Z ciekawszych do wspomnienia, niedawno poznanych gier - CO2. "Klimatyczna" gra ;) jak w niewielu sucharach, naprawdę mi pasuje temat, i widać, że nie jest doczepiony na siłę, a na temacie bazowało powstawanie mechaniki. Ciekawe w rywalizacyjnej grze zmuszenie graczy do współpracy, by nie przegrać wszyscy razem. Podobną mechanikę kojarzę chyba tylko z Chaosu w Starym Świecie - ale tam albo ktoś wygrał i zakończył grę, albo wszyscy przegrali, zaś tu albo wszyscy przegrali na wcześniejszym zakończeniu gry, albo do niego nie dopuszczono i na koniec wygrywa osoba z największą ilością punktów.

Z tego wszystkiego CO2, RoboRama, Mysterium i Uchronia trafiły na listę wyzwania planszówkowego. ;)


poniedziałek, 8 lutego 2016

Mój growy 2015 rok

Parę postów czeka w kolejce na publikację, ale im się nie śpieszy... a moje planszówkowe podsumowanie 2015 jest chyba pilniejsze ;) Trochę późno ale przez styczeń praktycznie nie miałam nic wspólnego z grami...

Najczęściej rozgrywana gra: Hanabi (via Internet), Kieszonkowy Bystrzak (na żywo), zaś z nieimprezowych, "większych" gier, wygrywa Eminent Domain. Względnie Cytadela dwuosobowa, ale nie spisałam sobie, kiedy i ile w nią grałam...

Najciekawsze nowinki planszowe 2015: Codenames <3 Po Grand Austria Hotel na pewno też sięgnę więcej. (Roll for the Galaxy jest przyjemne, ale nie czuję balansu wszystkich kafelków startowych, no i wolę spędzić czas nad lepszymi grami. Natomiast Exploding Kittens jest niczego sobie w swojej kategorii. Tylko tyle i aż tyle.)

Najlepsza dwuosobówka: z czystych, 100% logicznych - Quarto. Zwłaszcza jak poznałam wariant z kwadratami. Z pozostałych tylko dwuosobowych gier wciąż króluje Hanabi, dołączył do niego Patchwork (czemu zajmuje tak dużo miejsca na stole?) i Cytadela, w którą odmawiam grania na więcej osób.

Najlepsza gra imprezowa: Codenames, do tego niezmiennie Avalon oraz Time's Up.

Największe zaskoczenia: Taluva i Mixtour, jako gry logiczne. Spyfall - grafika bardzo niepozorna, zaś słowno-zagadkowa gra genialna. Get Bit jako uroczy temat i ciekawe wykonanie. Gry "szklane", Murano i Glass Road, jako pokrewne mej specjalizacji ;) Sheriff of Nottingham także mega pozytywnie mnie zaskoczył. A po grze dziecięcej, Magicznym Labiryncie, nie spodziewałam się, że będzie się w nią tak przyjemnie grało.

Największe rozczarowanie: Aqua Brunch.
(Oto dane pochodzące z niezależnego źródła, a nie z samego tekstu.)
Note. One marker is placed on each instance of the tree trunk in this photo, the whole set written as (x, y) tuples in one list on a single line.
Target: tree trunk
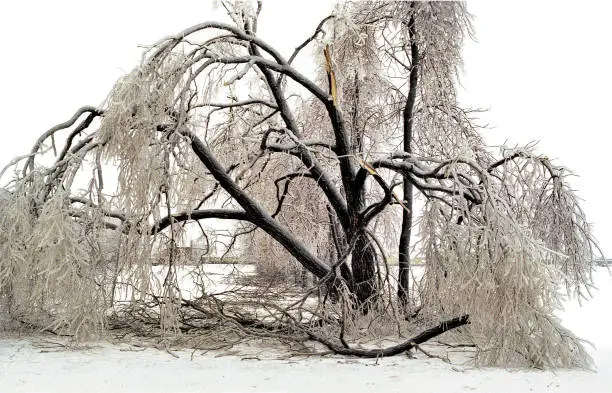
[(408, 118), (364, 272)]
Zagrana kilkakrotnie jednego dnia i w sumie raczej nie siądę z powrotem.

Z zeszłorocznego planszówkowego wyzwania Rebela nie spełniłam tylko punktu związanego z grą wojenną. Nie lubię tej tematyki i zupełnie nie czułam się zmotywowana, nawet wyzwaniem, by zmusić się do jakiejkolwiek gry - choć proponowano mi np. Forge War... :(

Wg BGG, w zeszłym roku zagrałam w 86 różnych tytułów, w tym poznałam 54 nowych gier (wow). Praktycznie jedna nowa gra na tydzień. W ogóle tego nie czuję :)
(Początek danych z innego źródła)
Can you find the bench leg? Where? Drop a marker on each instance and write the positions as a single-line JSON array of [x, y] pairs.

 A oto plany na nadchodzący rok, coś jak wyzwanie planszówkowe Rebela, tylko mojsze, natchnione trochę za Board-to-be-wild i Planszówki okiem Powermilka:

1. Gra sprzed 2000 roku.
2. Gra z 2015 roku.
3. Gry tematyczne:
- o Dzikim Zachodzie
- o zwierzętach
- związana z Cthulhu
- gra o superbohaterach
- gra piracka 
- gra postapokaliptyczna
- gra o starożytności
- gra śledztwo
4. Gra dwuosobowa, nie abstrakcyjna.
5. Tradycyjna gra planszowa.
6. Gra, w której upływają lata, miesiące lub dni.
7. Gra print'n'play.
8. Gry, których tytuł (polski/oryginalny) zaczyna się na każdą z liter alfabetu (a,b,c,d,e,f,g,h,i,j,k,l,m,n,o,p,q,r,s,t,u,w,x,y,z).

Pominąwszy punkt 8, gry nie mogą się powtarzać (tj. gra wymieniona pod literą C może być też np. o Cthulhu). Daty - bardziej wiążące są daty oryginalnych wydań. Do tego wyzwania nie związane z konkretnymi tytułami (i również mogą się powtarzać względem powyższych):

9. Zagrać z kimś 20 lat starszym, (nie przez internet).
10. Zagrać na świeżym powietrzu.
11. Zagrać w środku transportu.
12. Zagrać na wydarzeniu typowo planszówkowym, np. Pionku.
13. Zagrać w prototyp gry przeznaczonej do wydania.